Une vue d'artiste illustrant l'effet sur le reste de la Supernova 1987A de la puissante et chaude onde de choc laissée par l'explosion lorsqu'elle traverse son anneau extérieur et détruit la majeure partie de sa poussière, avant qu'elle ne se reforme ou ne grossisse rapidement à partir des grains laissés par le passage de l'onde. © Nasa/Sofia, Symbolic Pictures, The Casadonte Group

Mais voilà que, dans un article publié dans Monthly Notices of the Royal Astronomical Society (en accès libre sur arXiv), une équipe internationale d'astrophysicien fait savoir que les données collectées dans l'infrarouge suggéraient une tout autre conclusion. Ces informations ont été collectées par l'Observatoire stratosphérique pour l'astronomie infrarouge, communément appelé avec Sofia (acronyme pour Stratospheric Observatory for Infrared Astronomy).

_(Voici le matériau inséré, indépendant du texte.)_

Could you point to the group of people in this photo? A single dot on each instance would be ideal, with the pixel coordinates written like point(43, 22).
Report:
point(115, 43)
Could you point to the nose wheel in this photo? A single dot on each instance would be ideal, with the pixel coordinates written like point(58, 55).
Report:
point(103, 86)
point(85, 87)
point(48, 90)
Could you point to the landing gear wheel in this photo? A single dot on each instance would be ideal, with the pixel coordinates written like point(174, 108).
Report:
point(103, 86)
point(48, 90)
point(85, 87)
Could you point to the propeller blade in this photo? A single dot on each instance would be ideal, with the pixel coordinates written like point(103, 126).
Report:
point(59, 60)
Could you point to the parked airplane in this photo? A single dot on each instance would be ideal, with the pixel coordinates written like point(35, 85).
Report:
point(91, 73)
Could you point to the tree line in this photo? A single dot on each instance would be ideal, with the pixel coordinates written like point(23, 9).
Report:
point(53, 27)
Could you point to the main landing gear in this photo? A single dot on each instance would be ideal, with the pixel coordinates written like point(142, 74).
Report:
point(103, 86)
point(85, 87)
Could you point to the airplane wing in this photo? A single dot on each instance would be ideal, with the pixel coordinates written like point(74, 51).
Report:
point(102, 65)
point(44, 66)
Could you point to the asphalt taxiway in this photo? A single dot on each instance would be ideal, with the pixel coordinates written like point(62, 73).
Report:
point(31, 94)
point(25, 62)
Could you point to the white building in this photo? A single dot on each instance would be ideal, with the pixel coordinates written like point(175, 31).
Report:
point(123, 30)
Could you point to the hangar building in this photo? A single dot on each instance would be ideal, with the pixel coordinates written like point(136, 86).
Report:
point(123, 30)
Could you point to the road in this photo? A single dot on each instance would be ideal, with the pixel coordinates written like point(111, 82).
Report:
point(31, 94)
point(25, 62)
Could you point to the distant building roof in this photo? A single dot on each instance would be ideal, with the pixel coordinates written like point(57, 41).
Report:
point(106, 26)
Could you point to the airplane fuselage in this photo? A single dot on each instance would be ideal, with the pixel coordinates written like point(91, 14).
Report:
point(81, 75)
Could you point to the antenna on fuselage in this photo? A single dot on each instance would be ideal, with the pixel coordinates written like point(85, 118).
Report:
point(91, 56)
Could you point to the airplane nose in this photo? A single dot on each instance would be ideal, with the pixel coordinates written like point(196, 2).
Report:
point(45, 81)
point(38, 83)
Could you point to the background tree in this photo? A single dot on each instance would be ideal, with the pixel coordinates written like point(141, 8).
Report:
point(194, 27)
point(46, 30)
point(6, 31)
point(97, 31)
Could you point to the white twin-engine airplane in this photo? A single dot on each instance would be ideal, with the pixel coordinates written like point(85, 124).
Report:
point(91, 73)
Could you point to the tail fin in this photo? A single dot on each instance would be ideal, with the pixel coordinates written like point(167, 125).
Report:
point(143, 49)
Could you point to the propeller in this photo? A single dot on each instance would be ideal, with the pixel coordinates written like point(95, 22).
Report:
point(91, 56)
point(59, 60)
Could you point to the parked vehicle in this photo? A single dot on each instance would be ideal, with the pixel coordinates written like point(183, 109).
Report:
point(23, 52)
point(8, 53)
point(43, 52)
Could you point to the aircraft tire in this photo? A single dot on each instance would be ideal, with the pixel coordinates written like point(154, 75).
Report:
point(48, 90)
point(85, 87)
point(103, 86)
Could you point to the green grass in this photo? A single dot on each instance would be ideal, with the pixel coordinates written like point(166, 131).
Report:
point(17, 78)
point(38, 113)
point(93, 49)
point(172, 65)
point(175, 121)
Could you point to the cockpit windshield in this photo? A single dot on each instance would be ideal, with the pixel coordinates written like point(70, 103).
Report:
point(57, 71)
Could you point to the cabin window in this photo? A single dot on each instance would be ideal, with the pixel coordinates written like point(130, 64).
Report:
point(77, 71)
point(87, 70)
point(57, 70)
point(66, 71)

Un télescope dans la stratosphère pour voir l'infrarouge

Sofia est un télescope aéroporté, développé par la Nasa et l'agence spatiale allemande. Il est emporté dans la stratosphère pour pouvoir bénéficier d'une fenêtre d'observation dans une certaine bande de longueurs d'onde de l'infrarouge en s'affranchissant en partie de l'atmosphère. Cette dernière parasite les observations du fait de la présence des molécules d'eau et de gaz carbonique qui absorbent l'infrarouge.

Le télescope Sofia a été utilisé pour étudier l'environnement de la supernova SN 1987A. Célèbre pour avoir été la première et unique explosion de supernova observée à l'œil nu durant le XXe siècle ! Elle s'est produite en 1987 dans le Grand Nuage de Magellan, une galaxie naine proche de la Voie lactée, visible depuis l'hémisphère Sud. Plusieurs télescopes, dont Hubble, ont depuis suivi la propagation du souffle de l'explosion dans le milieu interstellaire. Les ondes de choc sont alors entrées en collision avec des paquets de matière en forme d'anneaux éjectés par des instabilités de l'étoile, génitrices de SN 1987A avant son explosion.

Les mesures faites avec Sofia ont révélé la présence, dans ses anneaux, de 10 fois plus de poussières que ce qui était attendu. Les chercheurs en concluent que la matière évaporée par le souffle chaud des ondes de chocs s'était condensée à nouveau, soit en de nouvelles poussières, soit autour des poussières qui avaient subsisté.

  • Les poussières carbonées et silicatées qui servent de matériaux de base à la formation des planètes sont produites et éjectées dans le milieu interstellaire par des étoiles en fin de vie.
  • Les modèles laissaient entendre qu'une part importante de cette poussière était détruite par la propagation du souffle chaud des explosions de supernovae qui la vaporisaient.
  • Mais les observations concernant les restes de la supernova SN 1987A montrent qu'au moins dans son cas, la poussière réapparait, d'une façon ou d'une autre, après le passage de ce souffle.